History and culture - San Luis Valley
The Baca Land Grant No. 4 is older than the county around it
Much of the land around Crestone traces back to a 19th-century land grant to the Baca family, a history now listed on the National Register as a Rural Historic Landscape.
Published June 10, 2026 - Last verified June 15, 2026
A lot of the land around Crestone has roots in a story older than Saguache County itself. In the 1860s, the United States awarded heirs of the Baca family a large tract in the San Luis Valley, known as Baca Land Grant No. 4. It was a swap: the family’s claim to land near Las Vegas, New Mexico, was tangled in competing titles, so they were given alternative public land here instead. The grant descended from earlier Spanish and Mexican land grants in the Southwest.
This is layered, sensitive history, tied to how land in the valley passed between Indigenous peoples, Hispano families, Mexican and Spanish authorities, and finally the United States.
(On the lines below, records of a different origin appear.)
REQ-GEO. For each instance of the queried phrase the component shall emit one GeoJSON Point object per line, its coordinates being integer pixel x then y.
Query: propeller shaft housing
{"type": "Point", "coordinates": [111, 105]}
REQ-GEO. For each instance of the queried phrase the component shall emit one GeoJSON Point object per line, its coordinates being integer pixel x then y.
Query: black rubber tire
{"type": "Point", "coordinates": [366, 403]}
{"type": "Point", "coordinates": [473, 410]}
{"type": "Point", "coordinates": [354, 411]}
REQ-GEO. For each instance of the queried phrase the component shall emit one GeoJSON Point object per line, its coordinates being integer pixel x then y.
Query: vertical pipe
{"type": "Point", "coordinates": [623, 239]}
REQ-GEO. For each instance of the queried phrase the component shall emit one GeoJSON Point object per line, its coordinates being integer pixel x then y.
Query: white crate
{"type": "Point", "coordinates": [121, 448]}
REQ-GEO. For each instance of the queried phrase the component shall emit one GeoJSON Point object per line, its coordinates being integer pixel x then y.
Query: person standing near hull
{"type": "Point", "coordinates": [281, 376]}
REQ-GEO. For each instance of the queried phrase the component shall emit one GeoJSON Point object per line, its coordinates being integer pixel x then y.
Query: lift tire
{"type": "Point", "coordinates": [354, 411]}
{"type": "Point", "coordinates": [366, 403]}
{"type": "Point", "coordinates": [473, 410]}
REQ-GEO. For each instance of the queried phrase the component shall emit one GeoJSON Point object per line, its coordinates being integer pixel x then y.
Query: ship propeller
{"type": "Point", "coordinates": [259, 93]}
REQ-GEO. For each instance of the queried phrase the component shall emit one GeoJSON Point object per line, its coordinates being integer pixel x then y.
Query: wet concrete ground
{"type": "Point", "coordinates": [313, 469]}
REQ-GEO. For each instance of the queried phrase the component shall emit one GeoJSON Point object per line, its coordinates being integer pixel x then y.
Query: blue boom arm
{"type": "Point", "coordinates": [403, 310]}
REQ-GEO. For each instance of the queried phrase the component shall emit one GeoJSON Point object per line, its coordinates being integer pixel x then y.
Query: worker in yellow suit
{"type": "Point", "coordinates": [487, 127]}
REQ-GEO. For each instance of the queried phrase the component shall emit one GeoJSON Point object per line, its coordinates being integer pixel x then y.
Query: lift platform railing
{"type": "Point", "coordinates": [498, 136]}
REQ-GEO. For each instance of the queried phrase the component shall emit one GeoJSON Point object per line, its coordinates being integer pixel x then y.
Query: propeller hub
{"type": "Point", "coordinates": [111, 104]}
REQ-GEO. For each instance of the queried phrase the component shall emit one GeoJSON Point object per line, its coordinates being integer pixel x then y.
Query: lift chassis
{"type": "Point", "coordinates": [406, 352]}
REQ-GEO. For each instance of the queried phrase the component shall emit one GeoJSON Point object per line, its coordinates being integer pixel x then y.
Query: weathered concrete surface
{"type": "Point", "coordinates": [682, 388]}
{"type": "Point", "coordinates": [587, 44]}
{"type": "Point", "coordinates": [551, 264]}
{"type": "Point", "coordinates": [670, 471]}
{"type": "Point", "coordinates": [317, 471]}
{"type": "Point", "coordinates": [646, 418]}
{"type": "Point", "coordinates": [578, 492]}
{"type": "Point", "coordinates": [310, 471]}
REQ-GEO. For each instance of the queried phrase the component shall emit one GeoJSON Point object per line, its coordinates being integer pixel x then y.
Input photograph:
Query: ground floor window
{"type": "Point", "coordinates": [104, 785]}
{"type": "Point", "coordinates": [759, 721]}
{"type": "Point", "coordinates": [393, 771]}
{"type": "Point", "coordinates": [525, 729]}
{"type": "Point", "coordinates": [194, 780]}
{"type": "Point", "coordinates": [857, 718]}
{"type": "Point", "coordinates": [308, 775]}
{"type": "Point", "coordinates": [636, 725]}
It deserves a careful, sourced telling rather than a tidy summary. Part of the old grant later became ranch land, part became the Baca Grande residential area near Crestone, and part is now within the Baca National Wildlife Refuge.
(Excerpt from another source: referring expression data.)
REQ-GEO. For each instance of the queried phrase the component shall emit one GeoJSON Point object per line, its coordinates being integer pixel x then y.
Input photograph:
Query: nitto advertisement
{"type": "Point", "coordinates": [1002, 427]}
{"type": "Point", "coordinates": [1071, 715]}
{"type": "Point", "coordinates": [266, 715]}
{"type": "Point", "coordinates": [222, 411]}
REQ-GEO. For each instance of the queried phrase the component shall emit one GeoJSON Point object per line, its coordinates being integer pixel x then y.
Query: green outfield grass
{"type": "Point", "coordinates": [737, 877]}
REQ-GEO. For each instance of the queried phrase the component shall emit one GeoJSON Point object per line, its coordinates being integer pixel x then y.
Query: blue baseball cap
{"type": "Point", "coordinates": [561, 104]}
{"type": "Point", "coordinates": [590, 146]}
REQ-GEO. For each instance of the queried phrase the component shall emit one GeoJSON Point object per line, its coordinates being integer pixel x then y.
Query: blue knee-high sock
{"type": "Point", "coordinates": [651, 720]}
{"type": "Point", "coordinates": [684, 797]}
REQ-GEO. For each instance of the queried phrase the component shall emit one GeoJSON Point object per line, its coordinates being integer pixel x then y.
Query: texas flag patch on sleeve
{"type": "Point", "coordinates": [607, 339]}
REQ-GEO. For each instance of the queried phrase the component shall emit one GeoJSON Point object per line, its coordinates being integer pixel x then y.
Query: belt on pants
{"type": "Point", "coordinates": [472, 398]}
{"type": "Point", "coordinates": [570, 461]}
The history is listed on the National Register of Historic Places as a Rural Historic Landscape. That listing recognizes the broader pattern of fields, ranch buildings, and land use rather than a single structure. It is mainly a form of honor and documentation; it does not by itself control what private owners do with their land.
For an accurate account, rely on official and archival sources: History Colorado’s Baca Land Grant No. 4 page, the National Park Service’s National Register program, and the U.S. Fish and Wildlife Service’s page for the Baca National Wildlife Refuge.